Pita afrontó el interrogatorio con tanta tranquilidad como si fuera una encuesta sobre el servicio posventa de un concesionario de automóviles. Sobre el carácter de Trinidad nos dio respuestas rápidas y precisas, que coincidían a grandes rasgos con el testimonio previo de Dávila, aunque el hecho de que también Pita tuviera un buen concepto significaba algo más. Un jefe siempre tiene en su contra la reticencia metódica y autodefensiva de quien ha de cumplir sus órdenes. En algún momento me pareció que Pita se abstenía de criticar tal o cual defecto por tratarse de un difunto, o por disciplina de empresa; pero no creí que tras eso se escondiera nada significativo. Cuando le pregunté si había observado algo llamativo en los últimos meses, se descolgó con una declaración simple, pero de posible enjundia:

– Le llamaban mucho por teléfono.

– ¿Desde fuera de la central? -interpreté.

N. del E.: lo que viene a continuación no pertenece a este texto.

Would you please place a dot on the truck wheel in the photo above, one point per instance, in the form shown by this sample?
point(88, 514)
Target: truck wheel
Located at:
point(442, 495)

– Supongo. Sobre todo le llamaban al móvil. Al particular.

– ¿Al particular?

– Sí -se rió-. Era gracioso, pero tenía dos. Uno de la empresa y otro particular, que se compró hará año y medio. Yo le decía que parecía Billy el Niño, con un móvil en cada cadera. Aunque el suyo era una virguería. Uno de esos que son un poco más grandes que un mechero.

– Así que no puede decirnos quién le llamaba -inquirió Chamorro.

– Pues no, la verdad -se excusó Pita-. Aunque ahora que me acuerdo, había alguien que le llamaba aquí, al teléfono fijo. Una chica. Durante un mes o cosa así le llamó tanto que le tuve que dar yo el recado varias veces. Tengo su nombre en la punta de la lengua. Ya está: Patricia.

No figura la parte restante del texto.